2.0 KiB
2.0 KiB
rabit: Robust Allreduce and Broadcast Interface
rabit is a light weight library designed to provide fault tolerant interface of Allreduce and Broadcast. It is designed to support easy implementation of distributed machine learning programs, many of which sits naturally under Allreduce abstraction.
Contributors: https://github.com/tqchen/rabit/graphs/contributors
Design Note
- Rabit is designed for algorithms that replicate same global model across nodes, while each node operating on local parition of data.
- The global statistics collection is done by using Allreduce
- Currently, Rabit is not good at problems where model is distributed across nodes, other abstractions might suits the purpose (for example parameter server)
Features
- Portable library
- Rabit is a library instead of framework, program only need to link the library to run, without restricting to a single framework.

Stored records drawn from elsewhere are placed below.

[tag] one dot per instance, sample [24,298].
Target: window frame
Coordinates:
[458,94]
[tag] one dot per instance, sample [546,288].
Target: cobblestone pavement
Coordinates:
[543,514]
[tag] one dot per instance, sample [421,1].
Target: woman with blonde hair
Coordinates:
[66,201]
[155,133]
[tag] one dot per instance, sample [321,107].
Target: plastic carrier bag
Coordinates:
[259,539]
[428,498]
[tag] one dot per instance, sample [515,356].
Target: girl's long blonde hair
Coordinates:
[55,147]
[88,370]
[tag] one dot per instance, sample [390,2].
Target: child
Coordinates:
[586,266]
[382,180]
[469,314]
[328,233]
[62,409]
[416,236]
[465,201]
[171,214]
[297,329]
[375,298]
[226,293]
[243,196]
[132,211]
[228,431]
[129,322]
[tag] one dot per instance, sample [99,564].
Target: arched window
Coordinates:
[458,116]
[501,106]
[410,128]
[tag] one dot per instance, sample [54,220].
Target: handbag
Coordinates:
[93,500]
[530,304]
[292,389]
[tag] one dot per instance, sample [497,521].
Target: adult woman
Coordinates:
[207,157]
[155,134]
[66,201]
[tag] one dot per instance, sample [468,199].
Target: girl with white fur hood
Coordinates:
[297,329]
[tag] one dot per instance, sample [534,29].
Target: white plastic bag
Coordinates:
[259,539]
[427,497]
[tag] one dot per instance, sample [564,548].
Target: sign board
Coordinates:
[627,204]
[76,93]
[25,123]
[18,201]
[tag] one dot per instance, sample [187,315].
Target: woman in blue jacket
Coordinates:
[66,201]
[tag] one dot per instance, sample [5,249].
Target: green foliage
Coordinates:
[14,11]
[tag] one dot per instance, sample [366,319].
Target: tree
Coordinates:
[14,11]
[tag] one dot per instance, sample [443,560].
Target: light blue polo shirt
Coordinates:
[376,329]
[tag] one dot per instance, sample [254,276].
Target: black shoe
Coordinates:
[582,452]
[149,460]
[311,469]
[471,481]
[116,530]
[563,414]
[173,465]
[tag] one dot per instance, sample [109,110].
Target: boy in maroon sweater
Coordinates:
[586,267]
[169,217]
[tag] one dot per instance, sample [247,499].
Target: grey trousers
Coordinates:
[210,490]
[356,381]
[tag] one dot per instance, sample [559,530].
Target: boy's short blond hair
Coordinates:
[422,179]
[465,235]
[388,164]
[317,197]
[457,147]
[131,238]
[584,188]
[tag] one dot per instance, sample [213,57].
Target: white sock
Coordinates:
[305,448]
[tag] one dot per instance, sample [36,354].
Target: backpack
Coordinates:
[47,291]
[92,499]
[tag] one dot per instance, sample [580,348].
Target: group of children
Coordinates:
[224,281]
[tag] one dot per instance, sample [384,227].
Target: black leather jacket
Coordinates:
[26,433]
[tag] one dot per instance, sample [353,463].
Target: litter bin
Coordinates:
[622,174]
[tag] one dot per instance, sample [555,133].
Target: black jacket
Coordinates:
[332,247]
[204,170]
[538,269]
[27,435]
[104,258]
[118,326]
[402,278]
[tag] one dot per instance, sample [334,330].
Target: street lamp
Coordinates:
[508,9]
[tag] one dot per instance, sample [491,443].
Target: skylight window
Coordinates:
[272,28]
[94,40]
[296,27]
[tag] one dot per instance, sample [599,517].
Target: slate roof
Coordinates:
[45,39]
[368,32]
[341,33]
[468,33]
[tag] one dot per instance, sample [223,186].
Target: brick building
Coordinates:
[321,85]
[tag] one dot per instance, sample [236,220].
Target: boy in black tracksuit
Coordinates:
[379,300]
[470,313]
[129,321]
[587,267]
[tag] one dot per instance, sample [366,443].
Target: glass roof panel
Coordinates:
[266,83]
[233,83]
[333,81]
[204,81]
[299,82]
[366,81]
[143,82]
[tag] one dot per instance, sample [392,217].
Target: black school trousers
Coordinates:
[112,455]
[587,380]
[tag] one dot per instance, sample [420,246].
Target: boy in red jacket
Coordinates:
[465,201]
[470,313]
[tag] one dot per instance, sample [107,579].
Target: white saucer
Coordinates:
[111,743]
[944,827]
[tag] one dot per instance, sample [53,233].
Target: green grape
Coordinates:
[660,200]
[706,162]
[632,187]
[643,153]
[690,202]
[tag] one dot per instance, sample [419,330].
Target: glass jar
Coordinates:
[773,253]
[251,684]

- Flexibility in programming
- Many frameworks only allow user to define limited functions(map,reduce), and the framework call these operation
- When program with rabit, programs call rabit functions, Allreduce, CheckPoint in any sequence
- Program persist over all the iterations, unless it fails and recover
- Fault tolerance
- Rabit program can recover model and results of syncrhonization functions calls(Allreduce and Broadcast)
- MPI compatible
- Codes using rabit interface naturally compiles with existing MPI compiler
- User can fall back to use MPI Allreduce if they like with no code modification
Persistence of Program
Many complicated Machine learning algorithm involves things like temporal memory allocation, result caching. It is good to have a persist program that runs over iterations and keeps the resources instead of re-allocate and re-compute the caching every time. Rabit allows the process to persist over all iterations.
Design Goal
- rabit should run fast
- rabit is light weight
- rabit dig safe burrows to avoid disasters